Another type of alliance is a horizontal alliance. Horizontal alliances are often found among potential competitors. The airline alliances are good examples of horizontal alliances. Clearly, the government is concerned about horizontal alliances reducing competition. But as the airlines example shows, this does not have to occur. Instead, competition can be raised to a higher level. This benefits consumers as well as firms.
Alliances – The Risks
It is important to remember that in any alliance the partner with whom the alliance is made is a firm interested in its own profit. That creates a natural tension within the alliance. Clearly, both (or all) firms in the alliance need to see cooperation as a win-win situation. If a firm does not see it that way, the chance for opportunistic behavior is high.
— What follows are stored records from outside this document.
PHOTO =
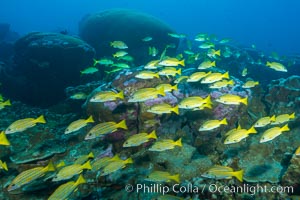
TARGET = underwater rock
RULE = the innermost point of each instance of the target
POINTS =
(179, 160)
(283, 95)
(46, 63)
(39, 152)
(291, 176)
(259, 164)
(129, 26)
(4, 29)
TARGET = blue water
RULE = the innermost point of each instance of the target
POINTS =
(272, 25)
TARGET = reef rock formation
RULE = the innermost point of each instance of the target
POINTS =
(128, 26)
(283, 95)
(46, 63)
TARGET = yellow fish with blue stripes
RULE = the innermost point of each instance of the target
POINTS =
(66, 189)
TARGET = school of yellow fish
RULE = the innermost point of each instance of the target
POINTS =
(169, 67)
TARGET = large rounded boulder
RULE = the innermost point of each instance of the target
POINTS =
(130, 27)
(45, 64)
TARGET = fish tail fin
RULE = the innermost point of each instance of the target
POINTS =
(239, 127)
(224, 121)
(4, 166)
(213, 64)
(161, 91)
(176, 109)
(179, 71)
(207, 105)
(80, 180)
(207, 100)
(3, 139)
(91, 155)
(128, 160)
(252, 130)
(226, 75)
(244, 101)
(149, 51)
(231, 82)
(285, 128)
(121, 95)
(40, 119)
(182, 63)
(7, 103)
(90, 119)
(50, 167)
(175, 87)
(175, 178)
(115, 158)
(272, 119)
(60, 164)
(152, 135)
(95, 62)
(122, 124)
(178, 142)
(239, 175)
(292, 116)
(87, 165)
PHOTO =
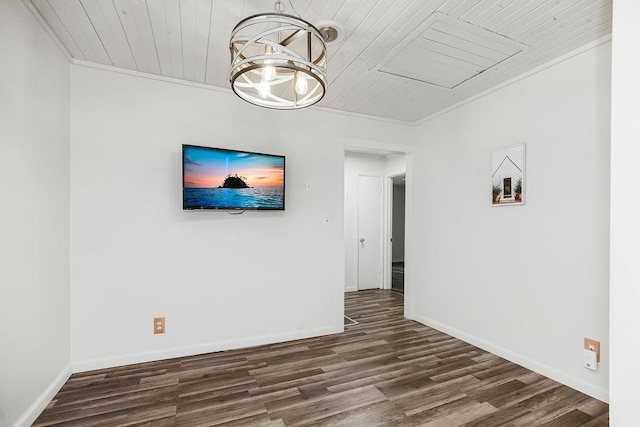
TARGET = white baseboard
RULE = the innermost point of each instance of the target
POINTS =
(36, 408)
(170, 353)
(541, 368)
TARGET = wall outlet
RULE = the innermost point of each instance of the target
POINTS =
(593, 345)
(158, 325)
(589, 360)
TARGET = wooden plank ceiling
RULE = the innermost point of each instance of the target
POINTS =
(401, 60)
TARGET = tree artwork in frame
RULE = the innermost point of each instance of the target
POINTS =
(507, 176)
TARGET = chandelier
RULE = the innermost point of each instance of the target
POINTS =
(278, 61)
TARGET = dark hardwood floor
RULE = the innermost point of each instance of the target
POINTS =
(384, 371)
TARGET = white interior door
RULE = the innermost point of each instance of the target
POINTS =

One way in which firms can protect themselves is through strong contracts with the alliance partners that set out obligations and limitations on behavior. Sometimes, however, it is hard to anticipate at the beginning of the alliance all the situations that could arise. So many items are left out of contracts.
The mere fact that an item is in the contract does not mean that it will be followed. Each partner needs to have a credible means of monitoring the behavior of the others to prevent opportunistic actions. And writing the detailed contract and monitoring partners impose costs on the firm. If these costs exceed the advantages, then the alliance will not make shareholders better off.
Increasingly, today, competitive advantage is based on intellectual property that a firm has developed with its core competencies. Exploiting intellectual property through strategic alliances has the benefit of being a fast way to enter markets around the world. But countries have different protection levels for intellectual property, with some being very weak.
Where weak protections exist for intellectual property, it may be difficult for a firm to enforce contractual claims in the local courts when breaches occur. Here, a joint venture, wherein the truly valuable knowledge is never disclosed to the partner, is often used. While this may not be optimal in terms of knowledge exploitation in general, it may be the best alternative for the firm.